Let's discuss some basics of scanning. When you are shopping for a scanner they always brag about how high their resolution is (dpi). Some will claim 1200, 2400, 4800, 6200 or more dpi. Bigger is better, right? Not in all cases. Truthfully, you will probably never use more that 300 dpi when scanning. You may use 600 dpi if you want to edit small areas or a few pixels at a time but then you are working with a very large size picture and it may bog down your computer processor. For web publishing 100 to 150 dpi are usually sufficient.
Another common question is what format should I save the picture in. There are dozens of possible formats given as options. Each one has a specific purpose. I generally use two different formats depending on the purpose of the picture. TIF files have great detail but they take up more storage space. JPG files look nice and take up less space but they also have less detail. If you are editing the picture I would keep it in TIF format. If you want to e-mail it or post it to the web change it to JPG.
Why would you want to scan all your pictures? The first reason is to preserve a copy of the picture. This picture was a tin-type. We don't know who the boy is yet. If you look closely you will see several cracks in the picture. We scanned the picture and put it back in the book it come from. Within a few weeks the picture had totally disintegrated into a pile of small flakes. The digital copy is all that remains of this picture now.

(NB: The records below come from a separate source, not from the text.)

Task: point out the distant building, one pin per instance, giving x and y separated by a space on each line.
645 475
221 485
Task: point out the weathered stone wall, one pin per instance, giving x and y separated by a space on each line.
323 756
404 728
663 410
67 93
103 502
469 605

Additionally, pictures in old adhesive photo albums are susceptible to chemical deterioration and will change color over time. Scanning allows you the opportunity to preserve them and adjust their colors to make them look more like the original photograph.
Another reason to scan your photos is to correct any imperfections. Over time pictures discolor, get water stains, crack, bend or rip. We have had to replace many body parts on the photos we worked on. Sometimes people have wanted to modify history in different ways. We have added people to family photos and deleted people from photos. If Uncle Jim wasn't at the last holiday get together we could add him to the picture and if Aunt Jane's ex-husband was in a picture we could erase him. Generally, I don't recommend changing your genealogy related photos in this way though. But you might want to restore the missing parts.
Notice the missing corner and water stains on the photo to the left. With some fairly inexpensive graphics software you can make the picture look almost like the day it was taken. We were able to add the missing foot by taking his brother's foot and enlarging it to more closely fit his dimensions.
Another technique that I use often is to scan the entire page of pictures at once. That way you can go in, crop out the pictures one by one and save them individually. It is much quicker than lining up the scanner each time and scanning one picture at a time. Also, you eliminate the potential for damaging the photos when you take them off the adhesive backed album pages.
Scanning entire photo albums may be time consuming but just think how happy everyone will be when you hand them a CD with all of great grandma Bessie's pictures. Have fun and scan away.